I think Odeon’s beauty is the result of the happy combination of many elements: a perfect balance of “saudade” (nostalgic feeling) with upbeat rhythms, a long and expansive left hand melody in the refrain, “jazzy” harmonies in the right hand, and a slight touch of “Tico Tico” and Camen Miranda in the last episode (maybe?).

There are other tangos besides “Odeon” that an intermediate student can handle well. To name two of the most popular: “Remando” and “Brejeiro” (which sounds suspiciously similar to Milhaud’s Scaramouche, composed later).

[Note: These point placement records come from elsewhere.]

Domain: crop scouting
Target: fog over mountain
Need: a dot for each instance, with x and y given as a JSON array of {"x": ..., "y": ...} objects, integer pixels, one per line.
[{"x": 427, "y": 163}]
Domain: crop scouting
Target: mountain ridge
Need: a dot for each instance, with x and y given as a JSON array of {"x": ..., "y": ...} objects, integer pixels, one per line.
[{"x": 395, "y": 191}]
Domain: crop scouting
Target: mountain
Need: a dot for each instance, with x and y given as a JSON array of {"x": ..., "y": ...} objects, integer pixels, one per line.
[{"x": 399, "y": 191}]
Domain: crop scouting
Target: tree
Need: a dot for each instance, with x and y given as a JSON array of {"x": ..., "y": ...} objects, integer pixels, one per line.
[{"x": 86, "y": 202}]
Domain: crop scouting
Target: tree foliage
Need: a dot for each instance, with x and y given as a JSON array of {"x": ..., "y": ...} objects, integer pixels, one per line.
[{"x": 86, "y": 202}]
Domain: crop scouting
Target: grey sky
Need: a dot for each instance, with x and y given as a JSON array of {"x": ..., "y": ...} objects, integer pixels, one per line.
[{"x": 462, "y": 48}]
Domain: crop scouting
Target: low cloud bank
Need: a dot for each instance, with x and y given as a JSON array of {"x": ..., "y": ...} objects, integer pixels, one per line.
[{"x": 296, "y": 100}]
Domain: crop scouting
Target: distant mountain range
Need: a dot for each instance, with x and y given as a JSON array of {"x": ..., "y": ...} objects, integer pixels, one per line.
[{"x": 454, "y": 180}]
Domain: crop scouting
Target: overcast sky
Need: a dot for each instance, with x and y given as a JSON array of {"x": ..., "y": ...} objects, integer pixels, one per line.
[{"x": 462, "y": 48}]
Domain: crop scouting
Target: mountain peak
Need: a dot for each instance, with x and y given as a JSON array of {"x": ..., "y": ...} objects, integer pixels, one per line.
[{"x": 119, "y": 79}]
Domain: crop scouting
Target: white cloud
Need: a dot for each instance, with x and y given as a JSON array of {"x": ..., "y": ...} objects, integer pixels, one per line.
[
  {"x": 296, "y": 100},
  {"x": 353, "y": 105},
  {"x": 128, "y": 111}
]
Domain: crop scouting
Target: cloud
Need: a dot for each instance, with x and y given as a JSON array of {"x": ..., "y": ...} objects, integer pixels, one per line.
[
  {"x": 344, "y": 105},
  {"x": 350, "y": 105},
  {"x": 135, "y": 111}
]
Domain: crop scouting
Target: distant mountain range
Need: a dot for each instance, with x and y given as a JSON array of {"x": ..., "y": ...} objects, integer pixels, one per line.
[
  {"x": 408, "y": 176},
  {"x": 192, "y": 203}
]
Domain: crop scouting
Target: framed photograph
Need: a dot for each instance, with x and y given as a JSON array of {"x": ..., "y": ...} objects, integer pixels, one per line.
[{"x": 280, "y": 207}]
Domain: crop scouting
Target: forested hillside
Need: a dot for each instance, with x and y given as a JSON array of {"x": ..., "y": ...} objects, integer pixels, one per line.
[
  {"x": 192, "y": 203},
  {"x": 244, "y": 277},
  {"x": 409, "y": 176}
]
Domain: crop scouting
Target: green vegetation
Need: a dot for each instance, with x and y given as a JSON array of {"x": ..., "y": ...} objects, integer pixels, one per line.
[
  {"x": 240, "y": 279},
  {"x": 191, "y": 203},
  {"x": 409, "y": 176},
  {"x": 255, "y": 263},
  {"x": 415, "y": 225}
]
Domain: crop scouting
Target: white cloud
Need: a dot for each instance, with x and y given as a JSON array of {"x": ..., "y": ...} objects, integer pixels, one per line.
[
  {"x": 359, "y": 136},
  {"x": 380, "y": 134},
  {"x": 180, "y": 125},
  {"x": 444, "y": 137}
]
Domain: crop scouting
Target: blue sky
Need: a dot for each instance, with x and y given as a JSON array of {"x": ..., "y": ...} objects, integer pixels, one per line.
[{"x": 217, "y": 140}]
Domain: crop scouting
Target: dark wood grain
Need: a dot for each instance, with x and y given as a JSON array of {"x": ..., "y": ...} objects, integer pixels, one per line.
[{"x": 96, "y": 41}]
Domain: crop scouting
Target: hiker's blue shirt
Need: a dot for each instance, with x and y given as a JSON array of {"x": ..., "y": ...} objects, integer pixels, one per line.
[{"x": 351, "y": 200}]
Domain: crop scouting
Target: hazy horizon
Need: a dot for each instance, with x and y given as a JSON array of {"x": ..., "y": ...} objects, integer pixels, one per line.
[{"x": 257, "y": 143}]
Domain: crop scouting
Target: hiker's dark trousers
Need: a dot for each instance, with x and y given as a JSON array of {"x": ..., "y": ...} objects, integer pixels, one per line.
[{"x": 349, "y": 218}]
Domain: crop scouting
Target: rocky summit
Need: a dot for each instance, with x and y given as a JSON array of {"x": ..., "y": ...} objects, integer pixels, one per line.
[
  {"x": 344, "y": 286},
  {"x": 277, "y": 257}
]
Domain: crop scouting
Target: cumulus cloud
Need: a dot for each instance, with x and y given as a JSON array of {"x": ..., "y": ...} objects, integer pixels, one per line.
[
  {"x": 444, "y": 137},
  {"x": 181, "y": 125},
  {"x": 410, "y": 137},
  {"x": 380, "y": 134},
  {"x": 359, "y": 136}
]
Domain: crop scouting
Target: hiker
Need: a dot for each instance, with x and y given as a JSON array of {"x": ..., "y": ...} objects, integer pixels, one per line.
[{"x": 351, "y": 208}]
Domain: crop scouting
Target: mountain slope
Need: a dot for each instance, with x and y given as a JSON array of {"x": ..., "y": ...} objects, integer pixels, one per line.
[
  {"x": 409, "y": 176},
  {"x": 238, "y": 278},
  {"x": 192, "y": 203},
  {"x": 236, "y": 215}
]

A tip: don’t play these tangos too fast. Remember that this music also has a big deal of nostalgia (ask any Brazilian!). Just watch the video (in Portuguese) of composer Francisco Mignone. Mignone met Nazareth at the music store where the older composer played for customers. The young and enthusiastic Mignone jumped at the piano and played “Brejeiro” for the composer at a dashing tempo. Nazareth response: “that’s not how you should play it!” and played it for him slower, more clearly and more singingly. Nazareth then told him that performers often ruined his music by playing it too fast.

Mignone on Nazareth (video on YouTube):

“Odeon” is in the public domain. You can download a free copy at the International Music Score Library Project.

If you want to buy good anthologies of his Tangos, Alfred Publications has a good compilation of 10 or 15 pieces (Brazilian Tangos and Dances. Van Nuys: Alfred, 1997). Also check A Collection of his Finest Piano Works. San Francisco: GSP, [no date] on Amazon.